If the doctor suspects that you have kidney stones, he will perform tests that are intended to confirm his diagnosis. Among the tests you will be asked to do:
- blood tests
- Urine tests
- Imaging or ultrasound tests
With the help of these tests the doctor can see if there is an abundance of minerals in the urine, calcium or uric acid in the blood and visually identify kidney stones. Based on the information obtained in the tests, the doctor will be able to determine what causes the stones and build a treatment and prevention plan.
How is it treated?
The treatment of kidney stones varies depending on the type of stone and its causes.
Small stones with minimal symptoms
Most kidney stones will not require invasive treatment as long as they are small so that they can be excreted from the body through the urine. Small kidney stones can be treated with the following means:
- Drink plenty of water – Drinking a sufficient amount of fluids a day will keep the urine sparse and help produce a large amount of urine and prevent the formation of stones. Unless your doctor tells you otherwise, you should drink enough fluids, preferably water.
- Painkillers – There are small stones that can cause some discomfort, until the phenomenon passes by itself. To relieve pain, your doctor may recommend taking different types of painkillers.
- Medication – The doctor can also give you a prescription for a drug designed to treat and prevent kidney stones. This type of medication will help move kidney stones faster and with as little pain as possible.

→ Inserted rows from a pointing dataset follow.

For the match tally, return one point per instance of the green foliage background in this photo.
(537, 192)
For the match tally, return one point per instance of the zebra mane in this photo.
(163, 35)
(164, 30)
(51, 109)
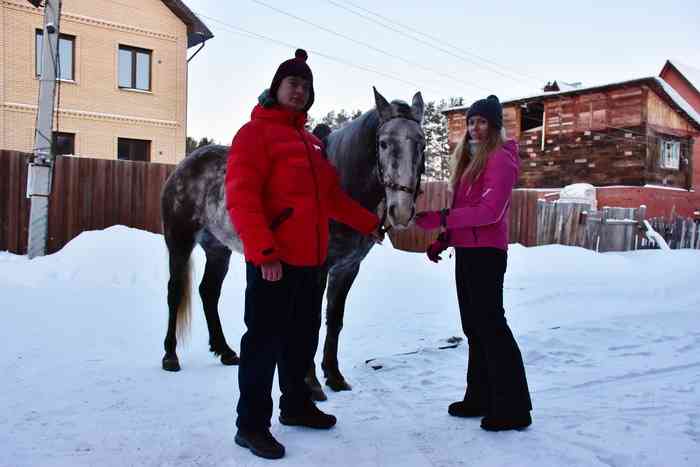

Large stones with symptoms
Large stones do not tend to go away on their own and can cause bleeding, kidney damage or persistent urinary tract infections. Therefore they may require more comprehensive treatment. In this case, the options are:
- Using sound waves to break stones – This treatment is effective for kidney stones, depending on the size and location of the stones. The powerful sound waves break down the stones into smaller pieces so that they can be excreted from the body through the urine. This procedure lasts between 45 and 60 minutes and is sometimes performed under local anesthesia or anesthesia to prevent discomfort.
- Minimally invasive surgery – Another way to treat kidney stones is by minimally invasive surgery with no incisions or only with only a small incision. The doctor inserts a tube with a camera at the end, so that he can see the stones on a wide screen and can treat them successfully. This method has high success rates, short hospitalization and faster recovery.
Prevention of kidney stones
To prevent recurrence the formation of kidney stones is recommended to include a change in lifestyle. In some cases, the attending physician will even recommend taking medication.
- Drink plenty of water – Doctors recommend that people with a history of kidney stones drink enough fluids throughout the day.
- Reducing oxalate in the diet – If you produce calcium oxalate stones, your doctor may recommend limiting foods rich in oxalate such as beets, okra, spinach, chocolate and more.
- Diet poor in salts and animal protein – Here the recommendation is to reduce the amount of salts you consume and consume less animal protein and more plant.
Medications and supplements
Medications can control the amount of minerals and salts in the urine and they may benefit people who form a certain type of stones. Depending on the type of stones you produce, the attending physician will prescribe you the appropriate drug treatment for your condition.
Studies show that taking post citrate may help reduce the risk of new kidney stones by 93%. When persistent, treatment can also prevent pain, hospitalizations and surgeries in more severe cases. Post citrate binds to calcium in urine dissolves it and helps it to be excreted from the body through the urine. It is effective for calcium stones, which are the most common type of kidney stones, as well as for uric acid stones.
* The attending physician should be consulted before use.